The state’s first permitted mountain lion hunt, which was also my first, is something I’ll long remember. Similar to many Nebraska residents, I will be watching closely to see what the remainder of the season brings.

About Justin Haag, Regional Editor/PIO

Justin Haag serves the Panhandle as a NEBRASKAland’s Regional Editor and Public Information Officer for the Commission. Haag was raised in southwestern Nebraska, where he developed a love for fishing and hunting. After earning a bachelor’s degree in journalism from Chadron State College in 1996, he worked four years as an editor and reporter at newspapers in Chadron and McCook. Prior to joining the Commission in 2013, he worked 12 years as a communicator at Chadron State, serving as the institution’s media and public relations coordinator the last five. He and his wife, Cricket, live in Chadron, and enjoy introducing their two children to the many outdoor recreational opportunities of the Pine Ridge region.


  1. Shooting a lion out of a tree is neither sporting nor hunting. With the superior scenting ability of dogs, these valuable predators do not have a chance …. killing wild animals with a high powered rifle should not be advertised as “a thrill”. Get a loincloth and a knife and you may earn some respect, or better yet, take a camera instead of a gun and learn something about the world around you.

  2. Justin Haag, Regional Editor/PIO

    Mr. Petersen, no rules were broken and the cat was confirmed by biologists to be a male. Yes, sex was misidentified (as sometimes happens with young males) immediately following the hunt and news traveled a bit too fast. Even had it been a female, the quota rules would not have been violated because hunters are required to check the status of the season just once each day and have eight hours to report a kill. If you believe our magazine has given unfair coverage to this species, I encourage you to pick up a copy of the January-February edition and read the story headlined “The Value of Predators.” Meanwhile, I look forward to furthering my interest and appreciation for mountain lions, and countless other species, through observation and photography. Thanks for reading!

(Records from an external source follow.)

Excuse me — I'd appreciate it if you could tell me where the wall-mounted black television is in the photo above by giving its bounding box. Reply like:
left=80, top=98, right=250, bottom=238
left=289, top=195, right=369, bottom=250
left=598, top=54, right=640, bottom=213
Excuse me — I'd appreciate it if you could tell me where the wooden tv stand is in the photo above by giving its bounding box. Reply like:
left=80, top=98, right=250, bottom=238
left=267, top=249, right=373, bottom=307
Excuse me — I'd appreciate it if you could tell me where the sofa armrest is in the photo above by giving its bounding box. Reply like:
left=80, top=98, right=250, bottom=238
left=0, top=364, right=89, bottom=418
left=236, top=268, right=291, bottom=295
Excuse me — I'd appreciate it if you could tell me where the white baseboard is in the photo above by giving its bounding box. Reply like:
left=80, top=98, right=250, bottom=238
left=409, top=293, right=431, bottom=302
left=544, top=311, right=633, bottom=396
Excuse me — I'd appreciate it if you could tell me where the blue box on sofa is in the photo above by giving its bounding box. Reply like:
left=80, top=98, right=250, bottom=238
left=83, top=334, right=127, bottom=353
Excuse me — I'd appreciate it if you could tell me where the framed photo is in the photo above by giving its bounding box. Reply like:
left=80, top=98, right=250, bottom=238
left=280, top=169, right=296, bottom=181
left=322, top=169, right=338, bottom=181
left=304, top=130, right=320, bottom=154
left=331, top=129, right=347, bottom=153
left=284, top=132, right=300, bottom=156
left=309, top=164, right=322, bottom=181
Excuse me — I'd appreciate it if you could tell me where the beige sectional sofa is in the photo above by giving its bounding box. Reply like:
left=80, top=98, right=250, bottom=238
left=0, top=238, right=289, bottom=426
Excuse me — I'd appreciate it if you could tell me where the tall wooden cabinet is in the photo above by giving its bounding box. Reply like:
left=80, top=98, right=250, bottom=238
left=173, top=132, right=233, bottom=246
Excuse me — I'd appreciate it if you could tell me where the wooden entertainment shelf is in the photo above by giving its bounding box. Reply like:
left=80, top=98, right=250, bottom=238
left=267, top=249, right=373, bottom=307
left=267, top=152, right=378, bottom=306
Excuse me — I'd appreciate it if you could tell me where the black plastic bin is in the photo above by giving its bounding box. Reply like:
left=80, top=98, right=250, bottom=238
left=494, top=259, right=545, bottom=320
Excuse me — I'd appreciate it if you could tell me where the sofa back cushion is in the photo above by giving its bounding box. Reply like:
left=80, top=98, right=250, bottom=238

  3. Please tell me why you think 20 is not a stable breeding population? Everyone seems to be an armchair biologist these days so I would just like to get where your getting your data.

  4. As a land owner in the pine ridge, hunting these beautiful creatures makes me sick. So sorry that your participation was such a thrill.

  5. The Omaha World Herald reported that Holden Bruce killed a female, and either you, or they, are dead wrong. If the death of one female stops the season, then it seems to me that the hunting parties had best notify each other immediately in the possibility of a kill. 22 cats(20 now) in the Pine Ridge is not a stable breeding population, and for these men to violate the rules of the Permits show their true sportsmanship. These animals had been driven from Nebraska by trapping, poisoning, and killing by hunters, and they, and you, could show your interest in them and their habitat through observation and photography. The typical, short-sighted, 19th Century behavior of White Nebraskan males, complete with a romanticized tale of murder in the NEBRASKAland magazine. Another premium piece of propaganda to recruit other anachronistic rednecks who wish to fulfill their dreams of returning to the privileged life of the White settler in Nebraska.